De oude kern van Tongelre lag rond de buurt 't Hofke, daarnaast had men nog de kern Klein-Tongelre, deze is nu echter volledig opgegaan in het stadsdeel.
De buurt 'Urkhoven' is een zeer oud gehucht in de voormalige gemeente. In 1273 werd dit in een akte vermeld als Oederichoven (boerderij van Udrich of Oderik).
De buurt 'Lakerlopen', grotendeels gesloopt en opnieuw bebouwd begin 21e eeuw, is in de jaren 1920 gebouwd als sociale woningbouw. Architect: L.P.J. Kooken.
De oudste bekende vermelding van Tongelre is uit 1241. Het was een waarschijnlijk aan Helmond gelieerd hertogsdorp, dat echter vanaf 1558 als heerlijkheid verpand werd aan jonkheer Rutger van Berckel. Na de Tachtigjarige Oorlog namen de Staten-Generaal het hertogelijk bestuur in handen. De gemeente Tongelre in de moderne zin kwam omstreeks 1810 tot stand en heeft bestaan tot de annexatie door Eindhoven in 1920.
De oudste bekende vermelding van de Sint-Martinuskerk is in 1399. Deze was verbonden aan het kapittel van Sint-Catharina in Eindhoven, dat viel onder het prinsbisdom Luik en sedert 1560 onder het bisdom 's-Hertogenbosch. De oudste delen van de kerk waren romaans en stamden uit de 13e eeuw. Het bovendeel van de kruiskerk was 15e-eeuws. De zware toren had een lage spits.
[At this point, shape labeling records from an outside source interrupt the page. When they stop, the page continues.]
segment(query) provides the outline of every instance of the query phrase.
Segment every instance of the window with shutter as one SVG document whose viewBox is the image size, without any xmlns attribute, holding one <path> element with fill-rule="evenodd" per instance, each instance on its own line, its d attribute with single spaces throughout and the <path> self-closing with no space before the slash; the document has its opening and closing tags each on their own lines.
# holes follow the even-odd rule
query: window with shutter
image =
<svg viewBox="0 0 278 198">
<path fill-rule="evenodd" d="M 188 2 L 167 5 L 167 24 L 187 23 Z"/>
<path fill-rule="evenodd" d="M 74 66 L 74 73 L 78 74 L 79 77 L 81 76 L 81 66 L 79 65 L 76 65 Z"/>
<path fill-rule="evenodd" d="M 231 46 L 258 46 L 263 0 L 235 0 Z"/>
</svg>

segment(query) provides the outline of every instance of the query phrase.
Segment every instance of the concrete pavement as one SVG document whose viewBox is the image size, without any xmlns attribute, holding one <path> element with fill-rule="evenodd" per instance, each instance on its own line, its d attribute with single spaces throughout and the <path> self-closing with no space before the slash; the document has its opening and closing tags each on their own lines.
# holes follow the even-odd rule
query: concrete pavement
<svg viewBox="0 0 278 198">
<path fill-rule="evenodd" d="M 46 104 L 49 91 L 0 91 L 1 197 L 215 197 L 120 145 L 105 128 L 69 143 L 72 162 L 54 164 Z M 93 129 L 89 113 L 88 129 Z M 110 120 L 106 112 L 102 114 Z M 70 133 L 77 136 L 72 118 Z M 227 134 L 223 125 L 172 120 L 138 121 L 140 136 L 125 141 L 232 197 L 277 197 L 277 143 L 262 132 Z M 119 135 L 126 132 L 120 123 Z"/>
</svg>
Van 1648 tot 1796 was de kerk protestants. Ze raakte in verval vanwege het geringe aantal protestanten. Na 1796 werd de kerk weer katholiek.
In deze kerk bevond zich ook de grafkelder van de heren van Tongelre, die Kasteel Beauregard bezaten, dat gelegen was in het noorden, bij Koudenhoven, op de rechteroever van de Dommel.
Na herstel in 1846 werd de kerk in 1891 gesloopt, daar toen de huidige neogotische kerk gereed was gekomen.
Na 1850 veranderde geleidelijk het agrarisch karakter van het dorp door de komst van thuisweverijen en kleinschalige industrie.
Ook de invloed van het naburige Eindhoven deed zich steeds meer gevoelen.
Er werden nieuwe verbindingen aangelegd, met als belangrijkste
het Eindhovens Kanaal (1845-47),
de spoorlijn Venlo - Eindhoven (1866),
het eerste deel van de Tongelresestraat, tussen Stratum en Klein Tongelre (rond 1870),
en de spoorlijn Eindhoven - Weert (1913).
De lijn Venlo-Eindhoven liep vlak langs de oude dorpskom, maar het Station Nuenen-Tongelre lag 2 km naar het oosten, in Eeneind.
Dit stond de uitbreiding van het dorp in de weg.
Langs de lijn Eindhoven-Weert stond tot 1935 het Station Tongelre, aan de Tongelrestraat.
Langs deze straat ontwikkelde zich bebouwing; na de annexatie door Eindhoven in 1920 werd het gebied volgebouwd.
Tussen Dommel en Tongelresestraat ontstond het Villapark met villa's voor zelfstandige ondernemers en hoger personeel van Philips.
Ten zuiden van de Tongelresestraat werd de arbeiderswijk Lakerlopen gebouwd. Daarvoor werd het beekje de Laak, dat vanuit Geldrop naar de Dommel liep en de grens vormde met de gemeente Stratum, omgelegd langs het Eindhovens Kanaal, de nieuwe grens met Stratum. Behalve de naam Lakerlopen herinneren de Villa 'De Laak' en de benaming Lakerstraat nog aan dit beekje. Overigens wordt deze beek op kaarten ook wel de Goorloop en de Rijt genoemd.
Langs het Eindhovens Kanaal kwamen fabrieken te staan, zoals de zagerij Picus.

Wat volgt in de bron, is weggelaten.